El "volvimos mejores" del presidente como eje del análisis.
Por Antonio Tardelli (*)
En ciertos casos no da la sensación de que los integrantes del gobierno nacional presenten una versión superior a la de sus antecesores. “Volvimos mejores”, supieron decir en su momento. La idea era atractiva: proponía mayores niveles de autoexigencia y suponía un reconocimiento de antiguos errores, o de pasados déficits, cosa valiosa para un espacio poco entregado a las autocríticas. En muchas áreas no se nota; en otras, sí. Demuestra el gobierno al menos alguna preocupación por fenómenos que antes le resultaban ajenos. O más o menos indiferentes. O que, según proclamaba, le eran indistintos.

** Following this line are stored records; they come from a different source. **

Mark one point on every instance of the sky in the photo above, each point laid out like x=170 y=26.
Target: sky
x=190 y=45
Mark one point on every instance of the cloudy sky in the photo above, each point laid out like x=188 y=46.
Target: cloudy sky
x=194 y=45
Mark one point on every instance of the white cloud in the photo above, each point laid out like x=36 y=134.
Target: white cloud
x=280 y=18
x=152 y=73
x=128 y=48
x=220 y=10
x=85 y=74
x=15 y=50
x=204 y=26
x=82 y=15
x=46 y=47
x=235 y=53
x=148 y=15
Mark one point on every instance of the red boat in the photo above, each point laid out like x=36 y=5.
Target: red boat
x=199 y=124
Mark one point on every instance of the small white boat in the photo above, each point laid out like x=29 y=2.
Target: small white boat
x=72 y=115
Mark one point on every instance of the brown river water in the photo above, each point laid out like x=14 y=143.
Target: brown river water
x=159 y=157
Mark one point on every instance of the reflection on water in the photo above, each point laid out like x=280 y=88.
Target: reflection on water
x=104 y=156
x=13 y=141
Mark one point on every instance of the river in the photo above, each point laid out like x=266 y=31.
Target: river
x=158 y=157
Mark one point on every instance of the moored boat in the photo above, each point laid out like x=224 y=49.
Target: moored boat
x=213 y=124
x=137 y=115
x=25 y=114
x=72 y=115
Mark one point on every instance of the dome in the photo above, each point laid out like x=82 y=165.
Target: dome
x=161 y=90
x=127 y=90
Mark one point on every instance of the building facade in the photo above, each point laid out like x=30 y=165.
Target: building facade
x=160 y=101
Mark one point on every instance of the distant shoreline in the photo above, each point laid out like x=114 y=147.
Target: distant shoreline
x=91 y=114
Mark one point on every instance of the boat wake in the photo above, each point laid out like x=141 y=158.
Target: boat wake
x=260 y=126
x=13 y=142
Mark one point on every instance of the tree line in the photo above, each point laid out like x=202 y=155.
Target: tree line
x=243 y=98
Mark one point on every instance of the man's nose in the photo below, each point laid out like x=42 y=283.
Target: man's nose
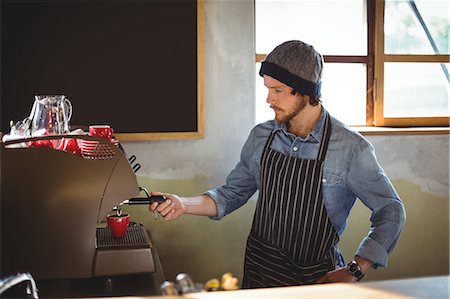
x=269 y=99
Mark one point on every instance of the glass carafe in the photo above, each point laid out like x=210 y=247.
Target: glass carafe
x=50 y=115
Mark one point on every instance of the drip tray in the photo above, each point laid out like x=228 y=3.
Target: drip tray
x=136 y=237
x=131 y=254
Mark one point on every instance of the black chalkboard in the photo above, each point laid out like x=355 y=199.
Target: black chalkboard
x=131 y=64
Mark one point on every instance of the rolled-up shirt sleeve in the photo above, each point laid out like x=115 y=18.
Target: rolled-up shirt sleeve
x=241 y=182
x=370 y=184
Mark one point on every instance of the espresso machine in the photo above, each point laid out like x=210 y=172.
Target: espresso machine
x=53 y=207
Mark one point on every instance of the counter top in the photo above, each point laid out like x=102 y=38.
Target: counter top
x=435 y=287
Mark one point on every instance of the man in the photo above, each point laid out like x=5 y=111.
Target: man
x=309 y=169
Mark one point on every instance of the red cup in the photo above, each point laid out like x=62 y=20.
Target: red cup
x=103 y=131
x=41 y=143
x=70 y=145
x=118 y=224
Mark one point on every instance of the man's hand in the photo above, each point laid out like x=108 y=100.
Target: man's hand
x=172 y=208
x=343 y=275
x=338 y=275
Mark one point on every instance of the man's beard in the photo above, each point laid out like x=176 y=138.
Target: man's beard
x=286 y=118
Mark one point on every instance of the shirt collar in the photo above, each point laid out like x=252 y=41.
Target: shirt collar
x=315 y=135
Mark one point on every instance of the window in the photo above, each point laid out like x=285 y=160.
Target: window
x=386 y=62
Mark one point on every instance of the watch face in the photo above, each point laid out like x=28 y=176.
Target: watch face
x=353 y=267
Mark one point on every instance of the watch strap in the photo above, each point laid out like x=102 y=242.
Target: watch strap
x=355 y=270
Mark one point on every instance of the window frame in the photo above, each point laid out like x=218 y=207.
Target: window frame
x=374 y=61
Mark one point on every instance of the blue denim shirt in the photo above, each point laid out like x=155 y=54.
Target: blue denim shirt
x=351 y=171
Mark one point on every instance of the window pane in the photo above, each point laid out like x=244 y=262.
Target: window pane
x=415 y=90
x=344 y=92
x=345 y=100
x=336 y=27
x=416 y=27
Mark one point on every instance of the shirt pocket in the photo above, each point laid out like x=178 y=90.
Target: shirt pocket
x=332 y=178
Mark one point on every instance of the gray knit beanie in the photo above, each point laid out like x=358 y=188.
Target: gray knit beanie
x=297 y=65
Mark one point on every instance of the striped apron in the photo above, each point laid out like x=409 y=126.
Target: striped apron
x=292 y=240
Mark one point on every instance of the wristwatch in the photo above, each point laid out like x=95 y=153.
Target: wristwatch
x=355 y=270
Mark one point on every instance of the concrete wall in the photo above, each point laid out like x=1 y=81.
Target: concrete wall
x=417 y=165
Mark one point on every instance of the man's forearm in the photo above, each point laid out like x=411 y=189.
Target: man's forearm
x=202 y=205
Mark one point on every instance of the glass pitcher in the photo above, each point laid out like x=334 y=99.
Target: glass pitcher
x=50 y=115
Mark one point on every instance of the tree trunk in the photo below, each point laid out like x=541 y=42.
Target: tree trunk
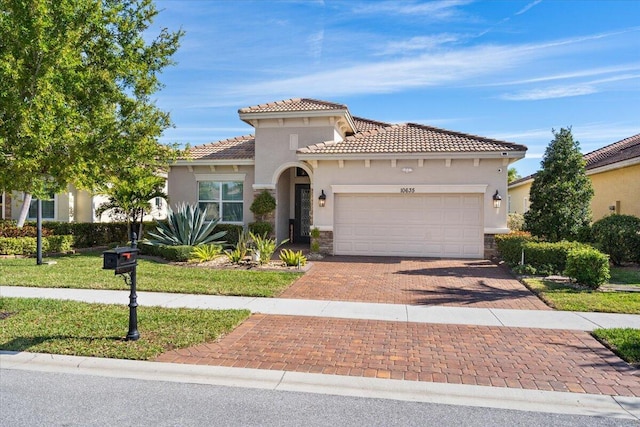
x=24 y=211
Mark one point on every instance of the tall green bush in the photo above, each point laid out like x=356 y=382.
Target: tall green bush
x=510 y=246
x=588 y=267
x=619 y=236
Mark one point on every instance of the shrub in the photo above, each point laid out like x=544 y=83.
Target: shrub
x=619 y=236
x=236 y=255
x=204 y=253
x=233 y=233
x=186 y=227
x=87 y=234
x=510 y=246
x=588 y=267
x=28 y=245
x=261 y=228
x=292 y=259
x=265 y=247
x=515 y=222
x=170 y=253
x=548 y=258
x=263 y=204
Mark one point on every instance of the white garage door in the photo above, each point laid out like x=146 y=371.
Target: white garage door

Por ejemplo: la inflación.
En sus primeras versiones (sus tres primeros gobiernos), el kirchnerismo comenzó afirmando que un poquito de inflación no estaba mal (o que era preferible al estancamiento o la recesión) para pasar luego a negar los datos o desentenderse del asunto llevando al extremo la idea de que combatir el alza sostenida de los precios, sobre todo si se lo hacía mediante mecanismos ortodoxos como la contracción del gasto o las restricciones monetarias, podía afectar su identidad pretendidamente progresista.
Subestimó la inflación. La negó o la ocultó. O se refirió a ella con eufemismos indulgentes: la llamó –recuérdese– deslizamiento de precios.
Ahora al gobierno le preocupa el asunto. No se sabe si porque considera el alza de precios como un serio inconveniente para el desarrollo de la actividad económica o porque advierte que en un año electoral la inflación conspira contra sus chances. Pero en todo caso le presta atención en un momento particularmente difícil.
Su respuesta, sin embargo, parece pecar de cierto voluntarismo. Es cierto que el contexto es extraordinario, y que la pandemia todo lo alteró, y que nada puede medirse con los criterios de la normalidad.
Pero el Poder Ejecutivo, que carece de plan o se niega a explicitarlo, recurre a respuestas que probablemente sean útiles dentro de un programa más ambicioso pero que por sí solas lucen insuficientes. La inflación de marzo ha sido del 4,8 por ciento. Tres meses consecutivos en niveles similares vuelven ilusoria la proyección del 29 por ciento para todo 2021 contemplada en el optimista presupuesto del ministro Martín Guzmán. Hace bien el titular del Palacio de Hacienda, frente a semejante contraste entre estimaciones y realidad, en encomendarse al Santo Padre en el Vaticano.
En lo que va de abril el precio de los alimentos ha crecido ostensiblemente. En un país que condena a la pobreza a gran parte de su población resulta un dato desesperante. Los pobres no se dan lujos: adquieren alimentos, que es lo que más para arriba se va. Hay más ejemplos del deterioro del poder adquisitivo del salario: el país de las vacas, que juega incluso con la idea de cerrar las exportaciones, presenta hoy el menor consumo de carne per cápita en muchas décadas.
Suben las prepagas. Suben las naftas. Se anuncian futuros aumentos de tarifas.
Lanza el gobierno inspectores de la AFIP a la calle. No está mal: lejos está la inflación, en efecto, de ser un fenómeno estrictamente monetario. Los formadores de precios y las cadenas de comercialización hacen lo suyo en el alza generalizada.
Pero el gobierno parece subestimar elementos estructurales que también configuran el fenómeno. Puede que el déficit fiscal no sea la única razón por la cual la moneda se deprecia y es insensato exigir un absoluto equilibrio de las cuentas públicas en tiempos de pandemia. Pero como fuere el gobierno se autodisculpa por no hallar el modo de reducir un déficit que en los actuales niveles es insostenible No hace falta ser conservador, neoliberal o de derecha para entenderlo.
Pero en todo caso, con los inspectores de la AFIP en la calle (hay que salir de apuro a contratar quinientos. ¿No terminará siendo más más caro el collar que el perro?) al gobierno le preocupan los indicadores. Los números de la inflación y seguramente también los de las encuestas. Hasta ahora, en lo que va del mandato del presidente Alberto Fernández, no habíamos tenido exámenes electorales a la vista.
Tal vez porque el miedo no es zonzo, y porque los índices mensuales se escapan de las previsiones, nadie repetiría hoy que la inflación es un problema secundario. Nadie subestimará, con o sin eufemismos, los otrora delicados deslizamientos de precios.